しかし、子だくさんだからといって辻のように幸せな家庭ばかりではない。まばゆく見える団らんの背後に「多産DV」という暗闇が広がっているケースがあるのだ。女性クリニックWe!TOYAMA代表の産婦人科医で、数多くの多産DVの女性と接してきた富山県議会議員の種部恭子さんがこう語る。

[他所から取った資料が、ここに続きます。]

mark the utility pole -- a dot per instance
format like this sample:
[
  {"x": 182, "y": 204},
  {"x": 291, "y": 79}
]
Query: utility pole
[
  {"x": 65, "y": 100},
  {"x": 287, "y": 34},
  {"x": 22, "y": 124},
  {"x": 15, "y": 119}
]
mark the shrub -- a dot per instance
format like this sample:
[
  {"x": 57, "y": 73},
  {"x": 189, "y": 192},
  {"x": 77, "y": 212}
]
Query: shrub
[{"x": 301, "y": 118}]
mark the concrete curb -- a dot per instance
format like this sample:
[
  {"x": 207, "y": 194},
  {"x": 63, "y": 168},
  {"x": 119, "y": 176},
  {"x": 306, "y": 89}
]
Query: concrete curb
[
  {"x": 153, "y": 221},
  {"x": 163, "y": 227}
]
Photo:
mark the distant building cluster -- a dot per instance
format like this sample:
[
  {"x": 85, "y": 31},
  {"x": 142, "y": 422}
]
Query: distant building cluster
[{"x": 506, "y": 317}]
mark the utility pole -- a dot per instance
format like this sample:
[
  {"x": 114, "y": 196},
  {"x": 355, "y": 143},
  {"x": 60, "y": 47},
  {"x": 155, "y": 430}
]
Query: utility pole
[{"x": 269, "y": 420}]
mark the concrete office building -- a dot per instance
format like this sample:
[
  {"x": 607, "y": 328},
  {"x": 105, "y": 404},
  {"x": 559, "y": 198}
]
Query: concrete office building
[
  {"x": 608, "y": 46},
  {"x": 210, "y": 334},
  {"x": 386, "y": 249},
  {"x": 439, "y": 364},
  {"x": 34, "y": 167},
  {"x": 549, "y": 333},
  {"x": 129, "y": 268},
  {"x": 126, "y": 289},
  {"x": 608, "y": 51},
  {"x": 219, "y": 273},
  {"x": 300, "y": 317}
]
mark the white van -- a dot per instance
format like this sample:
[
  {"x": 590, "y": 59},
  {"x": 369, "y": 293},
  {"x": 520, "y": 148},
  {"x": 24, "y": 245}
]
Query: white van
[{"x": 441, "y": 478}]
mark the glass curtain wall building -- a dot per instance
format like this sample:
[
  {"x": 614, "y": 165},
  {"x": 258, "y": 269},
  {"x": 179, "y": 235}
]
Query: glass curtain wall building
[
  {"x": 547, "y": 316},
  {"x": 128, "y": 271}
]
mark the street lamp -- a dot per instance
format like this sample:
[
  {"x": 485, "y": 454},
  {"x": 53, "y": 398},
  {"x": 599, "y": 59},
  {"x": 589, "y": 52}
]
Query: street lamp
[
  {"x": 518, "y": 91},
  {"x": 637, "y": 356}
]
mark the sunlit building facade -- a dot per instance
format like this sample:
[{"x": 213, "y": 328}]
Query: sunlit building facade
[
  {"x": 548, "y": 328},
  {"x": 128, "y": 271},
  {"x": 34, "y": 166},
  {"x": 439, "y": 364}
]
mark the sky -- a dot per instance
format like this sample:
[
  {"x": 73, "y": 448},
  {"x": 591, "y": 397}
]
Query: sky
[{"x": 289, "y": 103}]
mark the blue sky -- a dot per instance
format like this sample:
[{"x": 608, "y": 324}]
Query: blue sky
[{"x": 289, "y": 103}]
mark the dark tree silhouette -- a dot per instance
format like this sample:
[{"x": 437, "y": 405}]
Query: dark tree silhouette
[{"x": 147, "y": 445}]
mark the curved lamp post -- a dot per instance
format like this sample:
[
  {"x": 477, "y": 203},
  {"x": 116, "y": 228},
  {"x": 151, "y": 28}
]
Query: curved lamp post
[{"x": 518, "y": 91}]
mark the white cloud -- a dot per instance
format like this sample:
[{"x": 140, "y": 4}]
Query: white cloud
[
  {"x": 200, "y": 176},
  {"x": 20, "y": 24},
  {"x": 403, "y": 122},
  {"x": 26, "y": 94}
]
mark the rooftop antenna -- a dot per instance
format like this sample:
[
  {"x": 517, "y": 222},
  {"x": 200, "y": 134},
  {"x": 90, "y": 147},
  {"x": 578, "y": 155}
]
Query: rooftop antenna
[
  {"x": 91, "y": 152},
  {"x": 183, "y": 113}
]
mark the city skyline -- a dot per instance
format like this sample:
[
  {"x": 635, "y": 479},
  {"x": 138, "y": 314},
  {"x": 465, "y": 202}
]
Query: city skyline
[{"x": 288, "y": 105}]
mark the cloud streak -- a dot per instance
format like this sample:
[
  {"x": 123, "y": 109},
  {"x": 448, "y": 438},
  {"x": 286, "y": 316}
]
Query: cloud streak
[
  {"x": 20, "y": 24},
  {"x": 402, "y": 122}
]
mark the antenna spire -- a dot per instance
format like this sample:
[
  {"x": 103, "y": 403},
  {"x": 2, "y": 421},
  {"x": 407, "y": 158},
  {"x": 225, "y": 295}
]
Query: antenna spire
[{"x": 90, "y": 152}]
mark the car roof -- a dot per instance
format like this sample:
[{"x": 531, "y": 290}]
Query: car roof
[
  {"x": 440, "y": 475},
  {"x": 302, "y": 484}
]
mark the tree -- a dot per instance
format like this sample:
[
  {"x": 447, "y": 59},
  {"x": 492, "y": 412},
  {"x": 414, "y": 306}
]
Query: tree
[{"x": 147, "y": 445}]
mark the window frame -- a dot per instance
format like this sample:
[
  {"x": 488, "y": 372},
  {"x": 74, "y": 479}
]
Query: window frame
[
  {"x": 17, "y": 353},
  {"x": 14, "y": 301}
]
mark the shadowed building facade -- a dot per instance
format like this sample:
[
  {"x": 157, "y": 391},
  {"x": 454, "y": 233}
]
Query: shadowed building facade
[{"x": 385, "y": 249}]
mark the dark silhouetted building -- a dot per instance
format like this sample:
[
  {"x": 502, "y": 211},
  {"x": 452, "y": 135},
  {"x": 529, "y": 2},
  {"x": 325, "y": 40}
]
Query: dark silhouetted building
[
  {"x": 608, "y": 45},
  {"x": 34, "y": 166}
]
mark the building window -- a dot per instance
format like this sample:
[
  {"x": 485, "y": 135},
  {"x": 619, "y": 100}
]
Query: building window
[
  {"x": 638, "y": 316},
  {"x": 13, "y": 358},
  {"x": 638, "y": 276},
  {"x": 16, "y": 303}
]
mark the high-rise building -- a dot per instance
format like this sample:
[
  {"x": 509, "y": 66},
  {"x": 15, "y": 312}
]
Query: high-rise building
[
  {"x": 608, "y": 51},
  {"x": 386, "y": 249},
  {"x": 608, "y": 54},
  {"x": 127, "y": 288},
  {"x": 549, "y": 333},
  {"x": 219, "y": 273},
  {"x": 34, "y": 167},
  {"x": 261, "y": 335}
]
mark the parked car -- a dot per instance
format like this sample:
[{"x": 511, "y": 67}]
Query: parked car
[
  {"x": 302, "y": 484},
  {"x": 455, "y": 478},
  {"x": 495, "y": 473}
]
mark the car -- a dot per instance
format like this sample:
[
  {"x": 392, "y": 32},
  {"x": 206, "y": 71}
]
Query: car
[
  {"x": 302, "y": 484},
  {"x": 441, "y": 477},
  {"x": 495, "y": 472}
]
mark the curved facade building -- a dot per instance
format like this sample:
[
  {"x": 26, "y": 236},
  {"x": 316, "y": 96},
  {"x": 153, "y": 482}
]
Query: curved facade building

「一般に多産DVとは、妻の同意を得ない、または性行為を拒む妻に舌打ちなどして精神的に脅して性行為を強要したり、避妊してほしいという妻の意向を無視して性交渉を行うことで、望まない妊娠・出産を繰り返させることをいいます。出産を経験した妻が“もうこれ以上は産みたくない”と思っているのに夫が避妊に協力せず、産まざるを得ない状況に陥ることが多産DVの入り口です」

この問題を取材するノンフィクションライターの清水芽々さんが指摘する。
「医療従事者や福祉関係者の間では、数年前から多産DVという認識が共有され始めていました。取材したことがあるベテラン保健師は“私が把握する限り、自分から望んで4人以上の子供を産んだ女性は半数以下で、それ以外は避妊に失敗したか、婚家や夫に強要されて出産するケースが目立つ”と明かしました」
多産DVが注目される背景には、人々のコンプライアンス意識の高まりもある。2023年7月の刑法改正で「不同意性交等罪」が新設され、たとえ夫婦でも相手の同意がない(もしくは同意しない意思を形成、表明、全うすることができない)状態で性行等を行ったら罰せられることになった。ベリーベスト法律事務所の弁護士・齊田貴士さんが語る。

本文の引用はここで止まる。